British geneticist interested in splicing, RNA decay, and synthetic biology. This is my blog focusing on my adventures in computational biology. 

Compbio 019: Getting the most out of your data on the command line

The command line (terminal) is not just a place to run bioinformatics software. The UNIX command line has had years of development, much of it focused on the processing of plain text files. As most file formats in bioinformatics are actually plain text files (FASTA, FASTQ, GTF etc; link here), we can take advantage of these fast tools to manipulate them. Simple tools like head, tail, wc and grep commands have previously been covered here, and AWK is a powerful tool to filter and manipulate text files (link here). This post will go further with some of these tools and introdroduce others to help you with efficiently with your data. 


Working with .qz files

Often, you will be working with compressed files in the form of gzipped (.gz) files; instead of All_your_reads.fastq you might have All_your_reads.fastq.gz. This will save lots of space but cannot be read directly by the head or wc tools. You could unzip these files and then read the non-compressed versions, but that takes up massives amounts of storage space and means that you have a second file to track. 

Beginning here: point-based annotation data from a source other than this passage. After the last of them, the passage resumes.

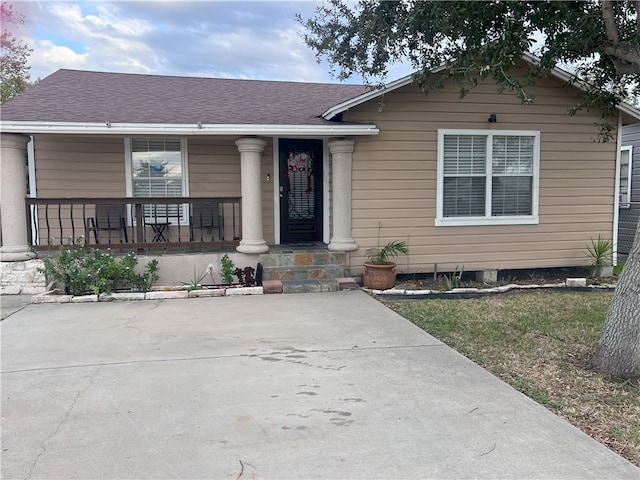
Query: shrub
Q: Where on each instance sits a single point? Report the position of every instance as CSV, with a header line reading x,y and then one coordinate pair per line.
x,y
82,269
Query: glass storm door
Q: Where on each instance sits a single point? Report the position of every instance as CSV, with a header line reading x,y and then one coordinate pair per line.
x,y
300,190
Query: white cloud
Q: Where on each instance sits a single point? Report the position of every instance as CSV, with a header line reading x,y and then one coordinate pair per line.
x,y
233,39
46,53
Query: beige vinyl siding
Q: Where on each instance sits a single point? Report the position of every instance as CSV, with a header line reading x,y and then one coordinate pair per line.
x,y
91,166
395,178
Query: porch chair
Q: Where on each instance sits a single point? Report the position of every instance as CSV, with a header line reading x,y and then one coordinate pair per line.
x,y
107,218
206,216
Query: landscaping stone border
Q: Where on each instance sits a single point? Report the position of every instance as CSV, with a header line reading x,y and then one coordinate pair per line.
x,y
160,293
572,284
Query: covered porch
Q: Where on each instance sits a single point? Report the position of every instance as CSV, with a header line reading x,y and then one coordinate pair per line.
x,y
196,230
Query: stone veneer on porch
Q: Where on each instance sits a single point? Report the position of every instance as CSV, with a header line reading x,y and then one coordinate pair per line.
x,y
304,268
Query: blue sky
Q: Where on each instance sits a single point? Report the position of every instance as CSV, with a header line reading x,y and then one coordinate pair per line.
x,y
231,39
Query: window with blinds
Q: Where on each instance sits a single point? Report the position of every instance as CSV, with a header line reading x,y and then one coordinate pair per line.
x,y
487,177
626,155
157,171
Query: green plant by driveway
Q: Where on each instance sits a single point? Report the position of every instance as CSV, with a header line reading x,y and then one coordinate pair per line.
x,y
601,252
83,269
380,255
226,269
454,279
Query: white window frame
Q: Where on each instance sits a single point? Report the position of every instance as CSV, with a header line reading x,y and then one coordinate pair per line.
x,y
626,204
184,155
487,219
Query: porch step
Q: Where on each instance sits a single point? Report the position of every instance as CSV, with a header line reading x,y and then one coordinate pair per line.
x,y
304,269
312,272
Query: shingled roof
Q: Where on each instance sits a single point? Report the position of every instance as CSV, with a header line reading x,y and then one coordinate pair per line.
x,y
82,96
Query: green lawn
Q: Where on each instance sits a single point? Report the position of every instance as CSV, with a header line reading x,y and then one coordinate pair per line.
x,y
541,343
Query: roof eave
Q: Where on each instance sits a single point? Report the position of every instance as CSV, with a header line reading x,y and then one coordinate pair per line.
x,y
355,101
106,128
406,80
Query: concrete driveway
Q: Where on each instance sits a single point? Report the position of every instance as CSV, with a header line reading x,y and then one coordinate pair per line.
x,y
329,385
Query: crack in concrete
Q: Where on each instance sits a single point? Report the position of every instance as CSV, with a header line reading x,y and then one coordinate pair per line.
x,y
211,357
43,445
4,317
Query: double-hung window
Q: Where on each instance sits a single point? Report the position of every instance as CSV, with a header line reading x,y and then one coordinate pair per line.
x,y
487,177
157,167
626,167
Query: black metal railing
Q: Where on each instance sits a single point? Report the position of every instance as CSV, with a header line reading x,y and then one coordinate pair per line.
x,y
135,223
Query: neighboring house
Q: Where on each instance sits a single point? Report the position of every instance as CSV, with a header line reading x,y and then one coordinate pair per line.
x,y
629,188
481,182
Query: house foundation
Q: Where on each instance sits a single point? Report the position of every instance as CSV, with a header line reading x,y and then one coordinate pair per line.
x,y
22,278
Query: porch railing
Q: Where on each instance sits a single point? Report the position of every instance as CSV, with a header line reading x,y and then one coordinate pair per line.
x,y
139,223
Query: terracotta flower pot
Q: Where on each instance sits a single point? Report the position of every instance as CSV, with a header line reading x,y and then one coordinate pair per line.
x,y
379,276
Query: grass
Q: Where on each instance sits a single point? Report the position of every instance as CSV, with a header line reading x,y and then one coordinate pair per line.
x,y
541,343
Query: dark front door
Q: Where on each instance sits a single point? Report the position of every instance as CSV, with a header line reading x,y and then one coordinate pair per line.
x,y
300,190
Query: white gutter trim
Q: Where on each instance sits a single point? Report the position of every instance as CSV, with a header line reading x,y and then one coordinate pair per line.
x,y
106,128
344,106
616,191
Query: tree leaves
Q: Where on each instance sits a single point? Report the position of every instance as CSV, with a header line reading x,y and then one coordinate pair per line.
x,y
14,71
476,41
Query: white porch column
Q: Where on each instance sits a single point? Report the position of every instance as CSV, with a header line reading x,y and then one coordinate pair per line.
x,y
341,159
13,168
252,233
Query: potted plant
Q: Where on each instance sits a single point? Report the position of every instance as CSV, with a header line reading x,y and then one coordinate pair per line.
x,y
601,253
379,272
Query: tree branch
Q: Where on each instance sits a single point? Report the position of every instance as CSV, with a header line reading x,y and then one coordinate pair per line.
x,y
609,17
625,60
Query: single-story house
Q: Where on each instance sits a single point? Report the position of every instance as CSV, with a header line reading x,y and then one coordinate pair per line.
x,y
480,182
629,196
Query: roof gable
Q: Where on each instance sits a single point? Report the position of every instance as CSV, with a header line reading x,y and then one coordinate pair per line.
x,y
558,73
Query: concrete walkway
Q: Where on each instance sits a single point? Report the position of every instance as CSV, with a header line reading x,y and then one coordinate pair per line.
x,y
329,385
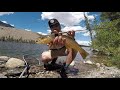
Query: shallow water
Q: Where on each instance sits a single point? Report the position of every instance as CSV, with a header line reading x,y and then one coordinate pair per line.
x,y
14,49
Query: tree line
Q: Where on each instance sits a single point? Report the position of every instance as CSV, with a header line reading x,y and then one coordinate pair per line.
x,y
107,36
12,39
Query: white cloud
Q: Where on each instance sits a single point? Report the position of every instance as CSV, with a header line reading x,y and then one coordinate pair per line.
x,y
75,28
88,33
66,18
4,13
87,43
42,33
12,25
27,29
5,22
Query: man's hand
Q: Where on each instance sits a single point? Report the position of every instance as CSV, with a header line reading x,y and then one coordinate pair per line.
x,y
58,40
71,33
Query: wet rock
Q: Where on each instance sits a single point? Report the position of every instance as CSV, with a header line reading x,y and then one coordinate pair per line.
x,y
2,76
73,63
88,62
97,64
47,74
4,58
13,72
14,62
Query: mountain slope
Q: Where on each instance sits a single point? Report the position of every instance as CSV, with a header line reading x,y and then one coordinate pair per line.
x,y
17,33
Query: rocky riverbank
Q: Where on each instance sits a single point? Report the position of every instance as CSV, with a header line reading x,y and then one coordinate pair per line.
x,y
15,68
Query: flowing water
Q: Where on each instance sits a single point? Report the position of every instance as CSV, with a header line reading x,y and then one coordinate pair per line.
x,y
13,49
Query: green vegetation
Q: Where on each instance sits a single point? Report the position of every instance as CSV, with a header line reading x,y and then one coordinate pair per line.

Instead, you can simply read these files with zcat each time you want to work with them. By piping the output of zcat into the tool you want to run, you can now read the file, it will be a little slower, but saves on storage space:

$ zcat All_your_reads.fastq.gz | wc -l
@SRR99999999.1 1/1
GTTGGAACTAACAAAATGTACTTGAAATAGTAATATTGTTTACATTAAAC
+
BCCA@GDGGGGGGGGGGGGGGGGGGGGGGGGGDGDGEFDEGGGGGGGGGG


Become a cut master

Often, you might have a VERY wide table (an abundance columns). At any particular moment in time, you are probably only interested in a subset of these columns. So, you need to become a cut master. By using the cut command, you can select the columns you want, like the feature start positions from this GTF: 

$ head -5 Ppatens_318_v3.3.gene_exons.gtf | cut -f 4
8931
10057
10338
10624
10892

This command will only show the 4th column. Like in AWK && R, but unlike Python, the first column is numbered 1; this makes it very simple for me, but I am sure others feel differently. 

But what if you want to view more than one column at a time? Again very simple, use a comma-separated list (eg cut -f 1,4,5,7):

$ head -5 Ppatens_318_v3.3.gene_exons.gtf | cut -f 1,4,5,7
Chr01   8931    9859    +
Chr01   10057   10173   +
Chr01   10338   10492   +
Chr01   10624   10698   +
Chr01   10892   11182   +

Now we have the chromosome, feature start, feature stop and strand, without any of the other information we might not want at the time. We can do this in AWK, as I covered in my AWK introduction (link here), but the syntax is not as simple as with cut -f, so I find it much easier just to use cut. 


Sorting out your life

From a GTF, we can easily extract the chromosome, start, stop and strand with cut -f, but that file would be very large and would have many redundant rows containing the same information. With the sort -u command, we can remove those repeated lines and be left with a smaller and more manageable file. 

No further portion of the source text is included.